Rewind to 2004 when Republican up-and-comer John Thune ousted then-Minority Leader Tom Daschle (D-S.D.). Daschle, who raised $19 million but still lost his seat, struggled for two years trying to lead a liberal- leaning caucus while representing a conservative state in a strong GOP year.

Sen. Charles Schumer (N.Y.), chairman of the DSCC, said last week that before then “there had been rules of etiquette … and the rules of etiquette were broken with Tom Daschle.” Schumer later backtracked, however, to say that McConnell would have been a target this year no matter what, saying that, “from the beginning we thought we had a good chance in Kentucky and it proved to be true.”

Even if McConnell survives today’s election — and most polls show that he probably will — the top GOP Senate leader has had to spend millions of dollars and innumerable hours defending his seat. Democrats have kept McConnell so occupied that he’s had little time to help campaign for his imperiled colleagues.

Republicans say they will do the same to Reid, and it begins now. As one GOP Senate strategist put it, “The first six months [next year] will be spent trying to find a credible candidate in Nevada.”

A prominent Democrat, who spoke on the condition of anonymity, said Reid clearly understands the personal stakes, particularly if Democrats enlarge their Senate majority and win the White House later today. Reid will have the added challenge of ushering in a new administration’s agenda, while simultaneously balancing his home state’s politics.

“He fully understands that, and he’s inoculating himself,” the Democrat said. “He has been preparing, and he fully understands he’s going to have a strenuous two years leading the Senate and making sure his re-election is in order.”

National Democrats are going to make sure “he’s well-positioned and well-financed to scare away any significant candidates,” the prominent official said.

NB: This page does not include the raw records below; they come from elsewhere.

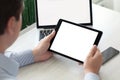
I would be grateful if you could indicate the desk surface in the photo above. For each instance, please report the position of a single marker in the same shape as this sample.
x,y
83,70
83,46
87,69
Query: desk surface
x,y
60,68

On the plus side, Reid, who has $2.8 million on hand, will have no trouble raising money, and as it stands now, the Nevada GOP has a thin bench of challengers. The top contender is Republican Rep. Jon Porter, who is locked in a bitter fight to hold onto his House seat and might not survive tonight’s balloting. Another possible candidate is freshman GOP Rep. Dean Heller, former Nevada secretary of state.

But whomever the recruit, the Republican strategist said the GOP is “coming after Harry either way.”

“Republicans are coming at him to kill him dead. Everything else just is not worth it,” the source said. “There are so few people who can put him in a position to lose, but you can keep him home. It will be money well spent even if a state Senator gets in the race. We’ll have enough money to keep him close and force Reid to get back on a plane to Nevada every weekend.”

David M. Drucker contributed to this report.